The title says it all. Can they be used in a way that is not for generation of text based on a prompt, but instead for word suggestions based on the context of previously written text?

3 Answers 3

1

Pretty much by definition, yes. The core of any current LLM is exactly what you're asking for: a text predictor. It's simply a matter of programming the surrounding interface so that it stops generating after a single word instead of running until it sees an "end-of-text" token.

You'll probably get better results if you use an LLM that hasn't been fine-tuned for any particular task, but any LLM should be capable of being used this way.

1

Can they be used in a way that is not for generation of text based on a prompt, but instead for word suggestions based on the context of previously written text?

Note that it's the same: the prompt is the context of previously written text.

0

Yes. And interestingly enough, the GPT models actually work like that. Think of the typing suggestions in your phone's keyboard. It can give you suggestions for the next potential token typically based on previous a few tokens. Now think of a system which can give the next token suggestions based on previous thousands of tokens. GPTs are such a system. And the way it does so, is called autoregression and these models are autoregressive models. Simply putting, an autoregressive model cascades its output to its input to generate next output. Which means, the generated text is fed back to the network to generate next token. For example, if you write like:

Once upon a time

The model will take this as an input an generate one of the possible next tokens like in. And this token will be appended to the existing input and again fed to the network to generate the second next token. So, in the second step the input is:

Once upon a time in

And the output can be a. Appending this again, we get the next input:

Once upon a time in a

Now if you continue like this you will get a text completion engine which will output coherent texts like this until it runs out of the maximum token length. So, the process is something like this (output from each step is represented inside [], and the rest tokens are the input tokens):

Your Input:  Once upon a time

Generation
-----------------------------------------------------------------
Input: Once upon a time [in]
Input: Once upon a time in [a]
Input: Once upon a time in a [land]
Input: Once upon a time in a land [far]
Input: Once upon a time in a land far [away]
Input: Once upon a time in a land far away [there]
Input: Once upon a time in a land far away there [existed]
Input: Once upon a time in a land far away there existed [a]
Input: Once upon a time in a land far away there existed a [kingdom]
...

Each output is again sent back to the model as an input to get the next token. Anyway, you got the idea.

Now, for use case, yes, it is possible to do so. Now let's analyze some technical aspects. As you are trying to use the GPTs as a text completion engine, without explicit prompt engineering. Then, you may use the base model. These models are just like the text completion engine. They will complete the text anyway (that may not be always the most appropriate way with respect to your domain). But if you are okay with using prompts, then in that case, instead of using the base model use the chat models. These models are already good at following instructions. You may just give it an idea of the domain such that it can generate more reliable and relevant text completions.

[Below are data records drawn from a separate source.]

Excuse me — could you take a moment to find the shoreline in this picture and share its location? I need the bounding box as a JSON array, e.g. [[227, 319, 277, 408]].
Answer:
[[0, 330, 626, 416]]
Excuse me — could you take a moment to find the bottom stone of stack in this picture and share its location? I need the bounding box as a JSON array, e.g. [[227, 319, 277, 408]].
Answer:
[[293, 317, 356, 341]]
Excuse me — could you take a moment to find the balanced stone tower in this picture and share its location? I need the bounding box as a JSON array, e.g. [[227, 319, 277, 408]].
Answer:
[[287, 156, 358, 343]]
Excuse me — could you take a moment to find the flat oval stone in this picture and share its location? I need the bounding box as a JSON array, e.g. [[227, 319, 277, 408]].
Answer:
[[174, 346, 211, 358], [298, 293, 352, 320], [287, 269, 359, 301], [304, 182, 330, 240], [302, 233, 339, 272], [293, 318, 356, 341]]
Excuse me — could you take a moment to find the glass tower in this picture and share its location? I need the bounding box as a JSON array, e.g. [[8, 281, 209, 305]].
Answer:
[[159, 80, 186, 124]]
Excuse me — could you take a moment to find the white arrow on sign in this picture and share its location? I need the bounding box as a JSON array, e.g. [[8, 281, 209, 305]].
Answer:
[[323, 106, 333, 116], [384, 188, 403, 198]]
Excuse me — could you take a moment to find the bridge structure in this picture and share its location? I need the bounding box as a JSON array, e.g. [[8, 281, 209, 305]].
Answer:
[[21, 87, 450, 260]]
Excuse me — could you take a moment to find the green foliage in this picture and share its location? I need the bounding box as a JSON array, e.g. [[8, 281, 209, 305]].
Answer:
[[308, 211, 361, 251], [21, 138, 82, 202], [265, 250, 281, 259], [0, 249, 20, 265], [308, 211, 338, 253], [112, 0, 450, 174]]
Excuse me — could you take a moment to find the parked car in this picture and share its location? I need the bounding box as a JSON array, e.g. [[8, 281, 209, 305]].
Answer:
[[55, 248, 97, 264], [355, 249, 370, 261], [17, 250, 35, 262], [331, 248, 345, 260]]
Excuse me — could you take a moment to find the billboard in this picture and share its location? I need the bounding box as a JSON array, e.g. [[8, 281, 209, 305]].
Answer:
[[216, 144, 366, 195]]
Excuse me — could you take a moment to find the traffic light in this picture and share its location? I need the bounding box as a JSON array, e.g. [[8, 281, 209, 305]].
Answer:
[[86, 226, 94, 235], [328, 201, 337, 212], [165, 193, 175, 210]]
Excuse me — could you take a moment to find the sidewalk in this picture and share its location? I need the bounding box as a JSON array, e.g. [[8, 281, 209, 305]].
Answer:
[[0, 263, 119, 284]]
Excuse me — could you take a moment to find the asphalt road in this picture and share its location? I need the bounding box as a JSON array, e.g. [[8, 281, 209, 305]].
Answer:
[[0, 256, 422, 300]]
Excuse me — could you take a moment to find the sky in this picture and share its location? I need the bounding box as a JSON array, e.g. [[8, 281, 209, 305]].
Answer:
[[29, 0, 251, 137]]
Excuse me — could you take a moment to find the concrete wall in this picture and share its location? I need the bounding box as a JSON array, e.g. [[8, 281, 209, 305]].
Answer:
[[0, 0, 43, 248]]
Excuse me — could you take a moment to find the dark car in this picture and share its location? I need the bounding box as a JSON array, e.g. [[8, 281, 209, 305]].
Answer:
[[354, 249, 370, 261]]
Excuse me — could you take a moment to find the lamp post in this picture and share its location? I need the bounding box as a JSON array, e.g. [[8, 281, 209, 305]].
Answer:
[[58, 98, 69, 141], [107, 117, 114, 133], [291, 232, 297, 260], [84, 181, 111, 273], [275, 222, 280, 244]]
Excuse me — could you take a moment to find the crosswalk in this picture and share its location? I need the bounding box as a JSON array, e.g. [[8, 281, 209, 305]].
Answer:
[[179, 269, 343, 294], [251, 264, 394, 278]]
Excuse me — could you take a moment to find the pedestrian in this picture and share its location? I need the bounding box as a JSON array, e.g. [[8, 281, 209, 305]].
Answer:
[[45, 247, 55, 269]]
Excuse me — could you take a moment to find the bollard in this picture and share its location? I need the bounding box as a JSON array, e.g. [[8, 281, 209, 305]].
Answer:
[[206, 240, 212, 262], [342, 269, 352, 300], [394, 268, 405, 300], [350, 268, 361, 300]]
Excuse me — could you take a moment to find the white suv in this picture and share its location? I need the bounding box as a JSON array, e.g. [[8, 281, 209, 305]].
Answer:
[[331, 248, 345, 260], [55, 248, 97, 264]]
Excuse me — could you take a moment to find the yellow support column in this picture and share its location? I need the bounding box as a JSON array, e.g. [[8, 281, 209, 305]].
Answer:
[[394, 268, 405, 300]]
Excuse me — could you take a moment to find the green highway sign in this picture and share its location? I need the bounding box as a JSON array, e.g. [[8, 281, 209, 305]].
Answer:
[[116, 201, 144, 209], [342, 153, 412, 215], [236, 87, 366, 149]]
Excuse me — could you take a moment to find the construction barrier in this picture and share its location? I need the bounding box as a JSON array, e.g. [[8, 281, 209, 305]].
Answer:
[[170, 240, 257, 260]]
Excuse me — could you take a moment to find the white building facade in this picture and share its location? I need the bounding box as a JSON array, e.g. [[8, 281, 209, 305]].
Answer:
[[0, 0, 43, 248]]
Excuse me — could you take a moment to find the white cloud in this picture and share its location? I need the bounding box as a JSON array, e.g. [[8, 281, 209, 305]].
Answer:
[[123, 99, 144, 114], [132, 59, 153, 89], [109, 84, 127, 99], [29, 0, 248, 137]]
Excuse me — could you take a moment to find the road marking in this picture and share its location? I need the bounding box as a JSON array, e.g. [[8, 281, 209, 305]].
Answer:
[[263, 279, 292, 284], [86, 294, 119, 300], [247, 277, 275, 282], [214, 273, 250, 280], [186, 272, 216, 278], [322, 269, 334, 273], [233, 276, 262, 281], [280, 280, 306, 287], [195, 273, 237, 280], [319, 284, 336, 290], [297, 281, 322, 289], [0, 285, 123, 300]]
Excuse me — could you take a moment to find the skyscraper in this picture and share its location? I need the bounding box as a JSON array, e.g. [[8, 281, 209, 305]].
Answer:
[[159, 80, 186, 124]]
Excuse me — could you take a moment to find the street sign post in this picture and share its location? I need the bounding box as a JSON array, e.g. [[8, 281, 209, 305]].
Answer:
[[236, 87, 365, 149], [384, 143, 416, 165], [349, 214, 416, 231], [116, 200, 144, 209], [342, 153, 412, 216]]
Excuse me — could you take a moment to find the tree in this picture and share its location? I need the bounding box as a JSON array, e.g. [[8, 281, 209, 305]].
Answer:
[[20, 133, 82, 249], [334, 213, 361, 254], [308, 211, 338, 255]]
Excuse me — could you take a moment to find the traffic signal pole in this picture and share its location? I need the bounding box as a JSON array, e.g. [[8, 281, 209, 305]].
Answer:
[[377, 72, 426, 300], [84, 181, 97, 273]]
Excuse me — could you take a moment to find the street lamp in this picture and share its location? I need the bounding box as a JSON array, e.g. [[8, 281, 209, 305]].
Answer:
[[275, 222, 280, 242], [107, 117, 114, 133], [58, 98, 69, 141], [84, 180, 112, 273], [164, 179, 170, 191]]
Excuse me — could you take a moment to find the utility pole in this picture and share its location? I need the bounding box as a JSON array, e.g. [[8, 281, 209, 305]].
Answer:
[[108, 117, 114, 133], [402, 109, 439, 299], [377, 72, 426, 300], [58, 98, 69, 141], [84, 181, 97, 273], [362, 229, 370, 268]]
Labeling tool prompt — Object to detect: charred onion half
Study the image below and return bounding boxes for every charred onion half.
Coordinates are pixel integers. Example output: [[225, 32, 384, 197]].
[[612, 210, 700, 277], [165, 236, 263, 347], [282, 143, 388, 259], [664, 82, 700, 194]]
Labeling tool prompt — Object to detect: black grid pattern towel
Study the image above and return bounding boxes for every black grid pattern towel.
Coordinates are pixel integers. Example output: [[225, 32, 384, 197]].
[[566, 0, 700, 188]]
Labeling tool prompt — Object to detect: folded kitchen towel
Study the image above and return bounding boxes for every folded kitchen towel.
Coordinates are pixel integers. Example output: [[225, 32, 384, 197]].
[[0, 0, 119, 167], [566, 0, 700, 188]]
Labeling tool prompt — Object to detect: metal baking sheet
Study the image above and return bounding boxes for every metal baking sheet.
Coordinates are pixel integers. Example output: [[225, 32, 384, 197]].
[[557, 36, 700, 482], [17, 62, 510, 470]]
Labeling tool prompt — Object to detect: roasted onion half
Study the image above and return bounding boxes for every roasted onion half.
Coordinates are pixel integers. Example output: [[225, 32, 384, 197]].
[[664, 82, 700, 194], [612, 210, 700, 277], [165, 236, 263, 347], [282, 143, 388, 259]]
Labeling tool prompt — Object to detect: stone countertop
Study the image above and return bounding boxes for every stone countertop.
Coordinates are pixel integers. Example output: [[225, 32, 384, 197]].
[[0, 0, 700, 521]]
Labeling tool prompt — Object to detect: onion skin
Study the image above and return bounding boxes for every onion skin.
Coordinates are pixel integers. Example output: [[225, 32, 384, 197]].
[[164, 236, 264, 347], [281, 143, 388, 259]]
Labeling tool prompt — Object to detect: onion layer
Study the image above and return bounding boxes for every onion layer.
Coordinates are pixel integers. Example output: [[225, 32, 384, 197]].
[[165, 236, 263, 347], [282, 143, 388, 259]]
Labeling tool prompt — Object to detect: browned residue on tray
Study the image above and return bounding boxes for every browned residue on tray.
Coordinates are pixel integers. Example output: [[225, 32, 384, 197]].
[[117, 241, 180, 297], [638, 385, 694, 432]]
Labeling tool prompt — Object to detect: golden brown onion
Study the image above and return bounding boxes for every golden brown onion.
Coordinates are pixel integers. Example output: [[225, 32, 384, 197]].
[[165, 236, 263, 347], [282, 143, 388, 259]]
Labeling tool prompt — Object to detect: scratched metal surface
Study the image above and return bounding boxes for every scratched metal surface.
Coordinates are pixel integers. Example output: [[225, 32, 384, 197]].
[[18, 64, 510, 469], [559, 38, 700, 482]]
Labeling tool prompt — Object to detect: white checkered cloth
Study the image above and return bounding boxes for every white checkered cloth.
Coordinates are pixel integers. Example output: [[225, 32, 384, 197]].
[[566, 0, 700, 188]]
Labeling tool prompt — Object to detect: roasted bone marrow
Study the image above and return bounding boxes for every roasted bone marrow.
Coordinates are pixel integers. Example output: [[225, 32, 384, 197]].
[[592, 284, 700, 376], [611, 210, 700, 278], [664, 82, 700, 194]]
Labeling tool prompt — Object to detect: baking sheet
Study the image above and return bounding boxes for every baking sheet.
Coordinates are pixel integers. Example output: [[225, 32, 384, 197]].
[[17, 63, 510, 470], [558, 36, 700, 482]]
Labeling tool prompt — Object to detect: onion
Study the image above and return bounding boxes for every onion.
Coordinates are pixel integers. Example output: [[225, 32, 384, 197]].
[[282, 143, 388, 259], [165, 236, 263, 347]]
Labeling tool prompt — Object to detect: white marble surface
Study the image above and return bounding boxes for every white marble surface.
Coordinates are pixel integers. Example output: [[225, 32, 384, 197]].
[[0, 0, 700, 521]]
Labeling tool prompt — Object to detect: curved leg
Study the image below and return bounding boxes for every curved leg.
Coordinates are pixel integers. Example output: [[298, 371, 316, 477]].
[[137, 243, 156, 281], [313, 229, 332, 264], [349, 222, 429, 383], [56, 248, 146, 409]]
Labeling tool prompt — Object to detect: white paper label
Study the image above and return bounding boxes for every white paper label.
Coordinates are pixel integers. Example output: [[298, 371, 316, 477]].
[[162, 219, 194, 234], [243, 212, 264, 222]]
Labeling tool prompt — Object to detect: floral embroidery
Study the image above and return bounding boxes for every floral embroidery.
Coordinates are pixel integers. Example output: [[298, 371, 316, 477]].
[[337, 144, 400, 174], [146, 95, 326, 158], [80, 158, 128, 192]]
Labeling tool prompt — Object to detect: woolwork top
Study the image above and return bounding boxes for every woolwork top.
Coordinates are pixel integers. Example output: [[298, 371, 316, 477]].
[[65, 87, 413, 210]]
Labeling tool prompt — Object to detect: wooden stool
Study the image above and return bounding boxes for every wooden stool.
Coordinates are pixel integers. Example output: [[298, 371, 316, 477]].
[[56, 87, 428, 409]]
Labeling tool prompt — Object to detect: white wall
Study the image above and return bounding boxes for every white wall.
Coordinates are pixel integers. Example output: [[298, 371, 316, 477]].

Be note that, these models are trained with internet size data, so, they are capable of completing a text in astronomically various different ways. Not all of them might be applicable for your current use case. So, if you feel that the completion quality is not acceptable, even with prompting the chat model, then you may need to fine tune it, if you want the text completion to work in a relatively constrained way following the domain knowledge.